July 7, 2022
My Uncle Rayvon (my mother’s brother) and his best friend Alec had worked in the summer heat all week. It was Saturday afternoon, and they had finished their work. They had just enough time to rush home, clean up, and pick up their dates. They had two problems.
I had spent most of the afternoon riding the tractor with my uncle. I was 5 years old and one of their problems. The other problem was that they had two tractors and a pickup truck in the field that had to be taken my parents’ house and only two drivers. Being resourceful, Uncle Rayvon quickly solved both problems. Michael could drive the John Deere Model B to the house.
The John Deere Model B had a small platform between the seat and the steering wheel. If sitting, the driver could rest his feet on the platform; or for a change of pace, he could stand up and drive the tractor. The tractor also had a lever, about three feet long, to the right of the steering wheel.
The driver used the lever to engage and disengage the clutch, an easy task for a teenager or an adult, but impossible for a five-year-old boy.

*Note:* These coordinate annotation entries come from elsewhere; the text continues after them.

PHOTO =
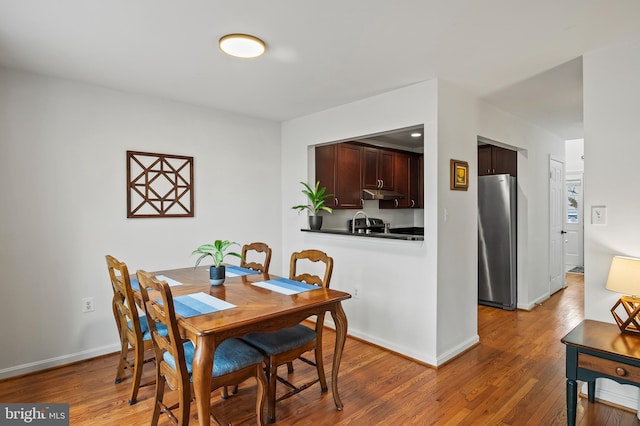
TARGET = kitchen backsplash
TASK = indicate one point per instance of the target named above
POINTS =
(397, 218)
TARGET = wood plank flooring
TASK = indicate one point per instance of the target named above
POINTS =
(515, 376)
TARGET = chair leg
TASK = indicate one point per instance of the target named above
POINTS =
(261, 395)
(157, 407)
(137, 372)
(320, 368)
(184, 399)
(272, 375)
(124, 348)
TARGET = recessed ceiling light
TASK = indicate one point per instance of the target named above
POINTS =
(242, 45)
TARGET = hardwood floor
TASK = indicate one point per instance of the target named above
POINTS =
(515, 376)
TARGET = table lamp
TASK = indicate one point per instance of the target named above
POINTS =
(624, 277)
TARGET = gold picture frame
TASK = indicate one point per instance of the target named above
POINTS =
(459, 175)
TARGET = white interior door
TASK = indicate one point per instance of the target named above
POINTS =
(556, 222)
(574, 222)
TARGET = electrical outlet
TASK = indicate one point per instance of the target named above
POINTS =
(87, 304)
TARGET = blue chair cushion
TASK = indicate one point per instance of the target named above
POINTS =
(231, 355)
(144, 326)
(281, 340)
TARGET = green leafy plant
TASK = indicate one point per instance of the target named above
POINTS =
(316, 197)
(218, 251)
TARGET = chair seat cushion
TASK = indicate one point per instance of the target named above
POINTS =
(282, 340)
(231, 355)
(144, 326)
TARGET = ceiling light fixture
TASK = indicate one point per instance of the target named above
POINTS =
(242, 45)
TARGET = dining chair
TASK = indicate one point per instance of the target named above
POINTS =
(234, 361)
(132, 327)
(286, 345)
(258, 248)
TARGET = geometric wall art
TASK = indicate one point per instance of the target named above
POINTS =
(159, 185)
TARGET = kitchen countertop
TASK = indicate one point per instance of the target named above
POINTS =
(389, 236)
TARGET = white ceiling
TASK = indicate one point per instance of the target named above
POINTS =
(322, 53)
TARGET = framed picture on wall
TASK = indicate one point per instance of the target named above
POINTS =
(459, 175)
(159, 185)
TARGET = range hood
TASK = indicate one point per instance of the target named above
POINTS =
(380, 194)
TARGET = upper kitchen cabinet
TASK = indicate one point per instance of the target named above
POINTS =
(339, 169)
(407, 181)
(494, 160)
(377, 168)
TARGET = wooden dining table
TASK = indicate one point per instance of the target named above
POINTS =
(256, 310)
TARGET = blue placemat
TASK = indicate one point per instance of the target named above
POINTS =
(135, 285)
(286, 286)
(237, 271)
(191, 305)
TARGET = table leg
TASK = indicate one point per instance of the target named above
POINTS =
(591, 391)
(340, 321)
(572, 399)
(201, 372)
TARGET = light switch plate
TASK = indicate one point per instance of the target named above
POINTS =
(598, 215)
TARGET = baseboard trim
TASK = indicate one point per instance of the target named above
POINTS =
(44, 364)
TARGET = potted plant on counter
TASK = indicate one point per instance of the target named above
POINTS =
(316, 197)
(218, 251)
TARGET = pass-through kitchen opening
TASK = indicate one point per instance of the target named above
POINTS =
(376, 184)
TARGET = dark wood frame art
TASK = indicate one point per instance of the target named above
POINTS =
(459, 173)
(159, 185)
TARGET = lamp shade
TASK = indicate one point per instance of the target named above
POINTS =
(624, 275)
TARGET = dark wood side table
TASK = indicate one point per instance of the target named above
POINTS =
(598, 349)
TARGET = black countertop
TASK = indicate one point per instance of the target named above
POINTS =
(381, 235)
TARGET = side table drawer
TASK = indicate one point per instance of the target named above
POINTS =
(611, 368)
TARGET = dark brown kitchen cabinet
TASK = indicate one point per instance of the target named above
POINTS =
(377, 168)
(494, 160)
(406, 178)
(339, 169)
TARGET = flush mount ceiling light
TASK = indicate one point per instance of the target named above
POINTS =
(242, 45)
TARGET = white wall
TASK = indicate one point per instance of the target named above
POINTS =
(458, 231)
(574, 152)
(611, 151)
(62, 181)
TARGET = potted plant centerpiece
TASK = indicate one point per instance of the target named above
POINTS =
(218, 251)
(316, 197)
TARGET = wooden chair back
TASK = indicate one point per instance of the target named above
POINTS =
(125, 310)
(172, 343)
(259, 248)
(311, 255)
(124, 300)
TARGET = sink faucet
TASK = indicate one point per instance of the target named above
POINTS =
(353, 221)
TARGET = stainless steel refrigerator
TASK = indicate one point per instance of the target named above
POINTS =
(497, 280)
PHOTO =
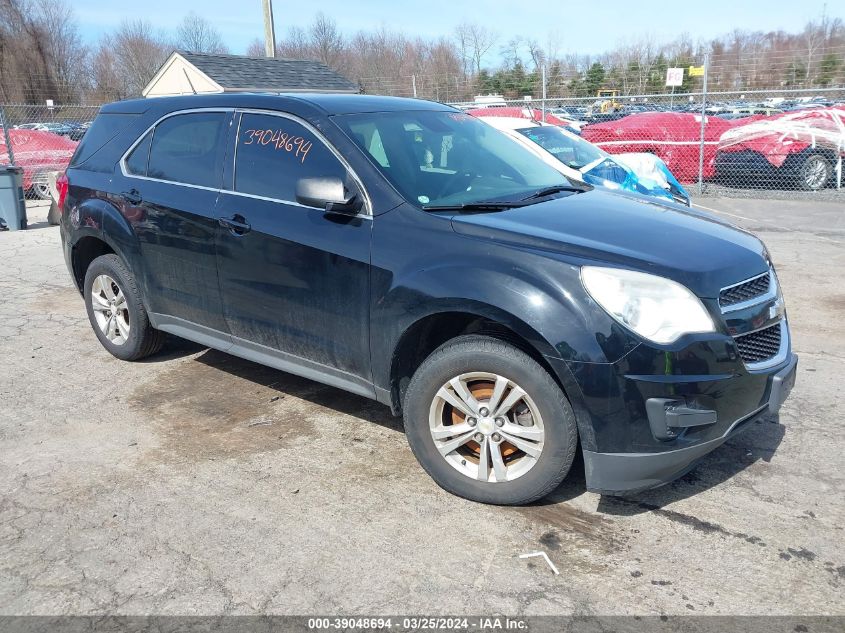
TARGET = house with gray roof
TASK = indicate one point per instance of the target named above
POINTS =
(200, 73)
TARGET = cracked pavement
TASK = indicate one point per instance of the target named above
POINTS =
(197, 483)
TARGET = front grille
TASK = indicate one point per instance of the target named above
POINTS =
(745, 291)
(760, 345)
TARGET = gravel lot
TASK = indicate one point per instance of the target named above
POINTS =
(198, 483)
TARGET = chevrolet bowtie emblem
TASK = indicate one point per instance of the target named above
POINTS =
(777, 309)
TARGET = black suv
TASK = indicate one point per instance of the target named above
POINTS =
(407, 252)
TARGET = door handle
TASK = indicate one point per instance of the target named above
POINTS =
(237, 224)
(133, 196)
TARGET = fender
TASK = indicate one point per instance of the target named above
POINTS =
(541, 318)
(102, 218)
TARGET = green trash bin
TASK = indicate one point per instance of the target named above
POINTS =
(12, 202)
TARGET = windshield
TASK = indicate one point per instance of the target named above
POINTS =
(448, 158)
(568, 148)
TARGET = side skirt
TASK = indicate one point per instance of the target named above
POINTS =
(263, 355)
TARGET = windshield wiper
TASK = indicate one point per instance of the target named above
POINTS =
(473, 206)
(542, 193)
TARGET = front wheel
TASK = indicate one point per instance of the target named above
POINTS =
(488, 423)
(814, 173)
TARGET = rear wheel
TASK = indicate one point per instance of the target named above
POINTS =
(814, 173)
(488, 423)
(116, 311)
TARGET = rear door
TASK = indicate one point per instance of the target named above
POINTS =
(294, 279)
(173, 176)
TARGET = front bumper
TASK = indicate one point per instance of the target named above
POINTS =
(617, 473)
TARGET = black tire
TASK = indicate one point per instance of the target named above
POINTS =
(814, 173)
(143, 339)
(468, 354)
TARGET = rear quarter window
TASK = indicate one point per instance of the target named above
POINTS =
(104, 128)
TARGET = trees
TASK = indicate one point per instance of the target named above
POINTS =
(42, 56)
(41, 52)
(195, 34)
(130, 57)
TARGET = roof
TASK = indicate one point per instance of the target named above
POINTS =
(266, 74)
(330, 104)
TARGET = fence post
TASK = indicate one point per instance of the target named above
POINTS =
(703, 119)
(543, 73)
(6, 138)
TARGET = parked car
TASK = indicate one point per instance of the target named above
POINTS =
(38, 153)
(582, 161)
(529, 114)
(673, 136)
(407, 252)
(799, 149)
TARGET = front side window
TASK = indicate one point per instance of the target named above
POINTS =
(274, 152)
(186, 148)
(436, 158)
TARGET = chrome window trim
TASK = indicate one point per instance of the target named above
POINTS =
(368, 207)
(782, 353)
(770, 294)
(143, 135)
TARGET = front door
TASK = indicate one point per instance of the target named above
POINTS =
(171, 184)
(294, 279)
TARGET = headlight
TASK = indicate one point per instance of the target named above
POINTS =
(656, 308)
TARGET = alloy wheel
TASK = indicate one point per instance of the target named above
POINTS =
(486, 427)
(815, 173)
(110, 309)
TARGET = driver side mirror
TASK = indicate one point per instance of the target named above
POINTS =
(328, 193)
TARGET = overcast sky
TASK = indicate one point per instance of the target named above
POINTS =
(580, 26)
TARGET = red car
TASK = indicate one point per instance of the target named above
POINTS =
(531, 114)
(802, 149)
(38, 153)
(673, 136)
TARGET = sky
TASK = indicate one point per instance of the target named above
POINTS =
(577, 29)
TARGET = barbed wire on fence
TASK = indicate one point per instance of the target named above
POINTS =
(777, 140)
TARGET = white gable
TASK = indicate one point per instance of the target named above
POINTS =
(179, 77)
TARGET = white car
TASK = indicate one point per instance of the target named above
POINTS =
(581, 161)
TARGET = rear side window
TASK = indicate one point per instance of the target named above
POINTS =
(186, 148)
(136, 162)
(104, 128)
(274, 152)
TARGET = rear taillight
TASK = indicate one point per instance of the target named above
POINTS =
(62, 185)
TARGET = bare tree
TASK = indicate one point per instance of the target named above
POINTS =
(326, 41)
(138, 53)
(195, 34)
(41, 53)
(478, 41)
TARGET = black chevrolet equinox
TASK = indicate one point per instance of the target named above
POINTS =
(407, 252)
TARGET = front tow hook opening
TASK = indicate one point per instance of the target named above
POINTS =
(669, 417)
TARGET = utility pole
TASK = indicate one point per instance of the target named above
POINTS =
(269, 29)
(703, 123)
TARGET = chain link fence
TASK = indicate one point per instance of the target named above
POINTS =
(783, 142)
(41, 139)
(786, 143)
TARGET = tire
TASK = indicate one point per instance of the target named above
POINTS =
(814, 173)
(478, 361)
(130, 335)
(40, 189)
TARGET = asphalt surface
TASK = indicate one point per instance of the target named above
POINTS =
(198, 483)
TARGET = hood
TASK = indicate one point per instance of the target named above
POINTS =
(689, 246)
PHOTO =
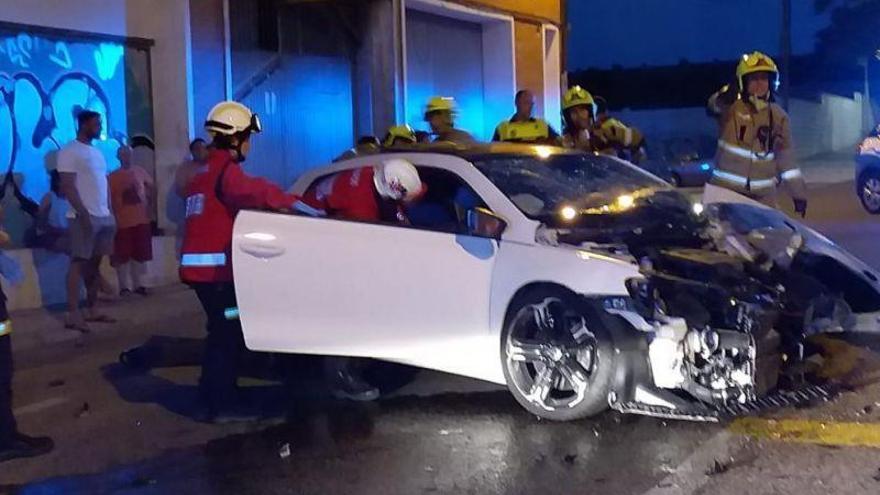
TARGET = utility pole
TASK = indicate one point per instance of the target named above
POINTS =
(785, 48)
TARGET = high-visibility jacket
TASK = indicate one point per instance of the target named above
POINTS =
(755, 153)
(583, 141)
(528, 131)
(612, 136)
(455, 136)
(213, 198)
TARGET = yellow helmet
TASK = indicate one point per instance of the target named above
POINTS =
(440, 104)
(577, 96)
(755, 62)
(402, 131)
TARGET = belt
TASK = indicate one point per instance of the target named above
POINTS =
(203, 259)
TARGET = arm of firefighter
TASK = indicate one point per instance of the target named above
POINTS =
(721, 100)
(246, 191)
(786, 168)
(619, 135)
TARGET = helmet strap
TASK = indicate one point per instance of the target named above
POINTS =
(759, 102)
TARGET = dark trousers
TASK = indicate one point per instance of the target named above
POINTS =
(224, 347)
(8, 427)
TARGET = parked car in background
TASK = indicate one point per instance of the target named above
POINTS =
(579, 281)
(868, 172)
(683, 162)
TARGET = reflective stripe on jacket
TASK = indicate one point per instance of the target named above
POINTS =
(207, 242)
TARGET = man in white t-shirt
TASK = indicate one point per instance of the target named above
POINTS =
(83, 172)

Uncle Rayvon figured out the new problem. I was to stand on the platform with my hands on the steering wheel. Since I was too short to see over the steering wheel, I was to look just to the side of it. He put the tractor in second gear, set the throttle at just above idle, and positioned the tractor so that I could drive in a straight line across an unplanted field to the house. He was ready to give me my first driving lesson.
“I want you to drive to the open spot between your dad’s shop and the burn barrel. I’ll push the clutch up and get you started. Then I will jump off, get in the pickup truck, and I’ll be at the house to jump back on the tractor in time to pull the clutch back and stop the tractor.”
His last instruction was to tell me that I wouldn’t have to do much steering. “Just keep the tractor headed for the open place between the shop and the burn barrel.” The path I was to follow was little more than a quarter mile long and straight from where the tractor was to the stopping spot between dad’s shop and the burn barrel.
He did. I did. He did. All ended well. I drove the tractor home. Uncle Rayvon drove the pickup truck, and Alec drove the other tractor; and they made it home, cleaned up, and picked up their dates.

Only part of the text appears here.